(CLO) Chinese AI startup DeepSeek has just revealed data on costs and revenue related to its popular V3 and R1 models.
According to the statement, DeepSeek’s theoretical return on investment can reach 545% per day. However, the company notes that actual revenue will be significantly lower.
Deepseek is growing strongly, especially in its home country of China. Photo: X
This is the first time DeepSeek has published information about the return on inference tasks, the post-training stage where trained AI models perform tasks like chatbots answering user questions.
The revelation could send shockwaves through the market for AI stocks outside China, which plunged in January after chatbots based on DeepSeek's R1 and V3 models gained global popularity.
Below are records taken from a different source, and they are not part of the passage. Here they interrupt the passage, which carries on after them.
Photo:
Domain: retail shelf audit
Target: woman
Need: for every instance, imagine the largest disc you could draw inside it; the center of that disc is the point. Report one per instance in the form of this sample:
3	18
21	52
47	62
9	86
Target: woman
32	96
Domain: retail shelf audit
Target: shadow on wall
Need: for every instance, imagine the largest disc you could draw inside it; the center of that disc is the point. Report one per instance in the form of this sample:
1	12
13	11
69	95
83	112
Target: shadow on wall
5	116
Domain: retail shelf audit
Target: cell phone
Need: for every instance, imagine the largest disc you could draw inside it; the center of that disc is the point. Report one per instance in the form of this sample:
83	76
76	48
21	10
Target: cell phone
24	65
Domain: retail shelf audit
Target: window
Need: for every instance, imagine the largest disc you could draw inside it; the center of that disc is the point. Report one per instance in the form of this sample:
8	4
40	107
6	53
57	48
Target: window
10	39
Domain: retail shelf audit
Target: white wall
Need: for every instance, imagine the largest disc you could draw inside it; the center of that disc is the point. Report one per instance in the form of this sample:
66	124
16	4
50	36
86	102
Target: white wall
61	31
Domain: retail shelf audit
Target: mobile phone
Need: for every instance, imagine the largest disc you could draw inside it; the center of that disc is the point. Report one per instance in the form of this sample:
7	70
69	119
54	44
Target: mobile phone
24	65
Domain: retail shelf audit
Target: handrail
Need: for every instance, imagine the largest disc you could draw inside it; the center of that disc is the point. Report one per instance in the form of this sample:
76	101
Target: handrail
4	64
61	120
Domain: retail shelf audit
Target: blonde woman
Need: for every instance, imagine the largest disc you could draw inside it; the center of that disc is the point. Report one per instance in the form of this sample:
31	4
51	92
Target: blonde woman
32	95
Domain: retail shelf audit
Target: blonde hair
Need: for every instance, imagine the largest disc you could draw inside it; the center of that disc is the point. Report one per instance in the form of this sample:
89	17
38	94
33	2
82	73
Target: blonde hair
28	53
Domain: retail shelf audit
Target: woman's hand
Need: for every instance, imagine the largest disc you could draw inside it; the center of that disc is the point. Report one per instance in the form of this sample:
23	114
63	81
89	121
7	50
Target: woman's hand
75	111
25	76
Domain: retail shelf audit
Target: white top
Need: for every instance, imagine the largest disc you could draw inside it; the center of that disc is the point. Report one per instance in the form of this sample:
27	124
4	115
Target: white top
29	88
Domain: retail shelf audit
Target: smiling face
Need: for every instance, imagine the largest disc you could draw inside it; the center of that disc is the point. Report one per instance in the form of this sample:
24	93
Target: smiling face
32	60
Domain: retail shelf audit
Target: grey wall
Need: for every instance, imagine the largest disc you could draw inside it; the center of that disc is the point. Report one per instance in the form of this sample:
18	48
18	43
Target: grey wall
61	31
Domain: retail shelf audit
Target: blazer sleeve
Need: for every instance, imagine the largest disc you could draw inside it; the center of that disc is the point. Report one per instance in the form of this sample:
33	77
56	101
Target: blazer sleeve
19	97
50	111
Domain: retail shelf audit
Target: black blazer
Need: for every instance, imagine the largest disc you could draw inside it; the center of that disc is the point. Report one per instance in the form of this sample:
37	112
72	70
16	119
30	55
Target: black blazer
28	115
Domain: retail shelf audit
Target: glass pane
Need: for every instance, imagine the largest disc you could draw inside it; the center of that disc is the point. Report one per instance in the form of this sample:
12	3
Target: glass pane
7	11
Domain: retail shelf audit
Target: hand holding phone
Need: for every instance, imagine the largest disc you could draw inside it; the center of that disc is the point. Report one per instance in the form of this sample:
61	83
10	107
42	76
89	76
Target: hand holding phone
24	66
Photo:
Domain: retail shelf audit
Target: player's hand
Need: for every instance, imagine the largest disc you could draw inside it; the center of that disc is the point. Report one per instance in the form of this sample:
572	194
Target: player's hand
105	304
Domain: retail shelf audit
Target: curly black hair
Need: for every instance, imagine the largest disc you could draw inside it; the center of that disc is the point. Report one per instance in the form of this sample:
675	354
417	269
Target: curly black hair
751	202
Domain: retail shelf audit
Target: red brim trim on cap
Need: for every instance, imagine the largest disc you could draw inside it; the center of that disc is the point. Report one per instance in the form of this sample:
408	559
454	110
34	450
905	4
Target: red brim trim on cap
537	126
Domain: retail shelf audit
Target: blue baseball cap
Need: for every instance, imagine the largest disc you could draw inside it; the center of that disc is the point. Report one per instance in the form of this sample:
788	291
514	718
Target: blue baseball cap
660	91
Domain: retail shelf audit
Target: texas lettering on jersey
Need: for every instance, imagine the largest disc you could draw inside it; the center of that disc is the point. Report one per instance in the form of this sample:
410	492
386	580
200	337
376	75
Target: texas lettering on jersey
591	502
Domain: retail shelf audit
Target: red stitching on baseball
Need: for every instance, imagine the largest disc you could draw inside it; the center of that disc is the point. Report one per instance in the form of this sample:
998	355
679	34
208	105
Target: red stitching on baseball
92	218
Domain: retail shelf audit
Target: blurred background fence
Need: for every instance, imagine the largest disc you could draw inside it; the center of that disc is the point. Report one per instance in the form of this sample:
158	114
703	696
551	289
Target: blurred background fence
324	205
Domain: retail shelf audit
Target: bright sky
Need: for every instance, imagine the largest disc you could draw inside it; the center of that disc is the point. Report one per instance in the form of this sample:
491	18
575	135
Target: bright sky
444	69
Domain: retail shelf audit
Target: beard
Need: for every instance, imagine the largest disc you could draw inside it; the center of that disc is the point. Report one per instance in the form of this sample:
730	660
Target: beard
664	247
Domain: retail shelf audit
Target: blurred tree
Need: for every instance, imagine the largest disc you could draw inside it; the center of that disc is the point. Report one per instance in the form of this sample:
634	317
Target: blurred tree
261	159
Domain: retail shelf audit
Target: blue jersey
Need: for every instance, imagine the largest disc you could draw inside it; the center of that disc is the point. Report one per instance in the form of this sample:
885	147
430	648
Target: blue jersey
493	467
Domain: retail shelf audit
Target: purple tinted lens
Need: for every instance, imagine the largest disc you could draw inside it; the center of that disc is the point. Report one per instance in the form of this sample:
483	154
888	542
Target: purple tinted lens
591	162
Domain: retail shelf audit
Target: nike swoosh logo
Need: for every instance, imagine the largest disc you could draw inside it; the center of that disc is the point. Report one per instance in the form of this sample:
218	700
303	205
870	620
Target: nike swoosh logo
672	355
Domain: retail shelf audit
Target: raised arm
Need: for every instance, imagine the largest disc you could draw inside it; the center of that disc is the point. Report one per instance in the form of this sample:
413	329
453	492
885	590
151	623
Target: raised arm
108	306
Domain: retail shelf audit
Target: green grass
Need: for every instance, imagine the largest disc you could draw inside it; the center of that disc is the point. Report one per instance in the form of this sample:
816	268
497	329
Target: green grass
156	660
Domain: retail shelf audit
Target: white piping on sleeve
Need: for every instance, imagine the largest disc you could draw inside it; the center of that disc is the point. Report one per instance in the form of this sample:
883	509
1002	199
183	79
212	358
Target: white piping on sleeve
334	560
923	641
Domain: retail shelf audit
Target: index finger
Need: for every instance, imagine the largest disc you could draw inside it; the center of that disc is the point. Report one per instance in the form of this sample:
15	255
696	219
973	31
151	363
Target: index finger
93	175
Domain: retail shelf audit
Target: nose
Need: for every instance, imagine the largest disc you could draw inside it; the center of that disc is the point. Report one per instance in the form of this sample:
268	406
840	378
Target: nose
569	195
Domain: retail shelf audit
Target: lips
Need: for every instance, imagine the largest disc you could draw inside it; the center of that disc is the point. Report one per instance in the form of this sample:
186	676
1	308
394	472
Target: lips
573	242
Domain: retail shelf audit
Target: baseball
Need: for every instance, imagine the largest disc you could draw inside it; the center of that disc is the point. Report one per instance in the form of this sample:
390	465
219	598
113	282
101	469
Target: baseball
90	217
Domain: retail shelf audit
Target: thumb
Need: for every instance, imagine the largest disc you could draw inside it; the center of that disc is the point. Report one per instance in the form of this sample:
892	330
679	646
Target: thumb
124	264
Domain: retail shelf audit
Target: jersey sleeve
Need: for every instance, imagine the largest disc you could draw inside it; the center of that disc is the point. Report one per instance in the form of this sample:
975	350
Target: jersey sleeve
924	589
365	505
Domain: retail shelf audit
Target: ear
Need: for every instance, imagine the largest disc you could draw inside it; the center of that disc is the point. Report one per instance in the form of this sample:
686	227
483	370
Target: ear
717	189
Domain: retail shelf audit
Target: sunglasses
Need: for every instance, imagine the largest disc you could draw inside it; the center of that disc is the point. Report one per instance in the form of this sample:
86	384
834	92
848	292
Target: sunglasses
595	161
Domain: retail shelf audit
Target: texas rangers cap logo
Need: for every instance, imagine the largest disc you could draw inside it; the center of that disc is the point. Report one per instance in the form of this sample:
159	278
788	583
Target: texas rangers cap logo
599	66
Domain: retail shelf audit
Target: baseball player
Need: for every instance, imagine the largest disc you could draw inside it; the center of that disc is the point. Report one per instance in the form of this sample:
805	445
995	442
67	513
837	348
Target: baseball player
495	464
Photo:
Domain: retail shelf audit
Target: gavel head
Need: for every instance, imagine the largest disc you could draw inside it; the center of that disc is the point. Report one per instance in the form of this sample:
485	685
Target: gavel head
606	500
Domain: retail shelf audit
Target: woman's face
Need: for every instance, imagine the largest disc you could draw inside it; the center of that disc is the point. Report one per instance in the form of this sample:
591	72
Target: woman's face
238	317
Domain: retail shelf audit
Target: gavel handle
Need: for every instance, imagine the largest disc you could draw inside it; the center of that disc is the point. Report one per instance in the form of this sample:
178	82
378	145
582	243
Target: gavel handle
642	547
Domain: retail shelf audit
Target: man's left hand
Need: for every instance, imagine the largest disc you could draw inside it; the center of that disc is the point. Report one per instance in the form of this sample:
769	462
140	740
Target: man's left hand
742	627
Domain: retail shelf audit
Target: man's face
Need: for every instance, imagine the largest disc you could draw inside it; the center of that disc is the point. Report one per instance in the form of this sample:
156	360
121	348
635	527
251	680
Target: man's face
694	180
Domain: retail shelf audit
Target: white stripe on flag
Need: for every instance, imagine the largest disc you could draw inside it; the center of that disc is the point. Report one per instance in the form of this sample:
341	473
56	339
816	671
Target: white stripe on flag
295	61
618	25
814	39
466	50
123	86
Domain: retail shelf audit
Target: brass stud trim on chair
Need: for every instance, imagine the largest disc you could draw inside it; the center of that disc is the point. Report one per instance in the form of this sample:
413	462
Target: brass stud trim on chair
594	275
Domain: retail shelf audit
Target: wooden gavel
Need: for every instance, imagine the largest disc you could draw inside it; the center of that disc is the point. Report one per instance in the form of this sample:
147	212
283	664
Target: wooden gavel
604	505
The sell-off was partly due to DeepSeek’s announcement that it spent less than $6 million on Nvidia H800 chips to train its models, far less than U.S. rivals like OpenAI. The H800 chips DeepSeek uses are also less powerful than what OpenAI and other U.S. AI companies have access to, raising investor doubts about U.S. AI companies’ commitment to spending billions on advanced chips.
Assuming the cost of renting an H800 chip is $2 per hour, the total daily inference cost for the V3 and R1 models is $87,072, DeepSeek said in a March 1 GitHub post. Meanwhile, the theoretical daily revenue from the two models is $562,027, resulting in a 545% return on investment. Annualized, the revenue would be more than $200 million.
However, DeepSeek emphasizes that the actual revenue is much lower because the cost of using the V3 model is lower than R1. Furthermore, developers pay less during off-peak hours.
In addition to the profit margin information, DeepSeek has just revealed technical details about the development of the R1 inference model, which has the performance of OpenAI's o1 at a fraction of the usual cost, a move that is expected to accelerate global advances in the field.
Chinese companies, from chipmakers to cloud providers, are rushing to support DeepSeek’s AI models. Moore Threads and Hygon Information Technology, AI chipmakers with ambitions to compete with Nvidia, say their computer clusters and accelerators can support DeepSeek’s R1 and V3 models.
Huawei Technologies has also partnered with AI infrastructure startup SiliconFlow to deliver DeepSeek models to customers on the cloud, with performance comparable to models running on global high-end chips.
Other major companies like Alibaba, Baidu, and Tencent are also working to make DeepSeek’s models accessible through their services. DeepSeek’s success has turned the startup and its founder, Liang Wenfeng, into celebrities.